L’article L. 421-6 du code de la consommation dispose que les associations de consommateurs agréées peuvent agir devant la juridiction civile pour faire cesser ou interdire tout agissement illicite au regard des dispositions communautaires. Le juge peut à ce titre ordonner, le cas échéant sous astreinte, la suppression d’une clause illicite ou abusive dans tout contrat ou type de contrat proposé ou destiné au consommateur. Saisissant le tribunal sur la base d’un seul contrat-type, l’association de consommateurs peut faire procéder à la purge de tous les contrats contenant la clause litigieuse, offrant ainsi une protection judiciaire au plus grand nombre.
Cependant, dans trois arrêts du 1er février 2005, la première chambre civile de la Cour de Cassation a qualifié l’action précitée de « préventive », estimant sans objet l’action lorsque les clauses ou le contrat contesté ne sont plus proposés au consommateur au moment de l’introduction de l’instance. Plus clairement, la Cour considère que dès lors les contrats-types destinés aux consommateurs ont été purgés, seuls pourront agir les particuliers dont les contrats, déjà conclus au moment de l’introduction de l’instance, comprennent toujours des clauses abusives.
Cette jurisprudence engendre une iniquité choquante. Aujourd’hui beaucoup de consommateurs, liés par d’anciens contrats-types contenant des clauses litigieuses, en subissent toujours les effets alors même que, dans la version réactualisée désormais proposée, ces contrats ne comprennent plus la clause litigieuse. La jurisprudence de la Cour prive ces personnes, quel que soit leur nombre, du bénéfice de la protection judiciaire d’une association de consommateurs.
Une interprétation téléologique de la Directive de 1993 sur les clauses abusives commande pourtant un champ large pour l’action des associations de consommateurs. En effet, la finalité de l’action en suppression des clauses abusives est autant d’éviter le retour de clauses abusives dans de nouveaux contrats que d’en sanctionner l’utilisation avérée.
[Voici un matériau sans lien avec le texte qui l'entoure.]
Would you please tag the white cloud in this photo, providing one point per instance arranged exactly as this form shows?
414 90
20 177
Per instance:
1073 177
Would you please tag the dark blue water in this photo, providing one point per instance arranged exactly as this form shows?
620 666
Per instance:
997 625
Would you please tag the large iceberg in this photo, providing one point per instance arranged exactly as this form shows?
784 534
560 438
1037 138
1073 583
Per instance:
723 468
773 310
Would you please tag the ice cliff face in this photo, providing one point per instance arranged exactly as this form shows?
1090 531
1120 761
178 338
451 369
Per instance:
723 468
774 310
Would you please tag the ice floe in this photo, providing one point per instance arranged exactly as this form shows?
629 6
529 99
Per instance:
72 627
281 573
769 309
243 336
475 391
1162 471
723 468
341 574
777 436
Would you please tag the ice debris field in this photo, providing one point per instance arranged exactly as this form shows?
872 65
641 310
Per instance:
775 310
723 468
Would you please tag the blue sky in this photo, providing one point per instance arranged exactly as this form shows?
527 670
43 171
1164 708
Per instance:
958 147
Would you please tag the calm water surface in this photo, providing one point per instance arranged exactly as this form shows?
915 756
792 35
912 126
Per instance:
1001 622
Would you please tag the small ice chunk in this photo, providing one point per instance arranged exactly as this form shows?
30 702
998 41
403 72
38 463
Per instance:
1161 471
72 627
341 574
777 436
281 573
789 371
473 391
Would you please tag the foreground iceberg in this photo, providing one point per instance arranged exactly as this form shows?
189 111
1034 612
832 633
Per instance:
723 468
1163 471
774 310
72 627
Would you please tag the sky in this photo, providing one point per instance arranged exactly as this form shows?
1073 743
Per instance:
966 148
La combinaison des articles 6 et 7 est particulièrement explicite comme l’a relevé la Cour de Justice des Communautés européennes à travers l’arrêt « Cofidis SA c/ J.L. Fredout » du 21 novembre 2002) en affirmant que ces articles ont pour objectif « d’empêcher qu’un consommateur individuel ne soit lié par une clause abusive ». Alors que la rareté des actions individuelles des consommateurs est notoirement connue, les trois arrêts de la Cour de Cassation limitent la protection des consommateurs contrairement à l’objectif de la Directive et de la jurisprudence de la Cour de Justice.
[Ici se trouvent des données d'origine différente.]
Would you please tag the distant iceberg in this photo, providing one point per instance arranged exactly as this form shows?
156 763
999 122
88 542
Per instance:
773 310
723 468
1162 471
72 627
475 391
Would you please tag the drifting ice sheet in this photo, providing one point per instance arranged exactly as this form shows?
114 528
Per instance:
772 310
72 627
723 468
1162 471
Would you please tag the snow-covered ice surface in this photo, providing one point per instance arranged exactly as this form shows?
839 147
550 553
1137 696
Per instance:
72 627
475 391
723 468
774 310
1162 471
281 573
Répondant au courrier que je lui ai adressé l’an dernier, le ministre de l’Economie et des Finances vient d’indiquer qu’il estimait également que l’action en suppression des clauses abusives va au-delà du seul caractère préventif et devait jouer aussi un rôle dissuasif et curatif. Le ministre précise que même si la clause dénoncée n’a plus cours, l’arrêt conserve son intérêt pédagogique. En effet, lorsque le juge qualifie une clause d’abusive, il énonce indirectement à l’attention des professionnels les types de stipulations qu’il leur est interdit d’introduire dans leurs contrats.
Un texte de loi devrait donc être prochainement soumis au Parlement afin que l’action en suppression des clauses abusives intentée par les associations de consommateurs puisse porter sur des contrats en cours et futurs, et cela même si le modèle de contrat n’est plus proposé au moment de l’instance.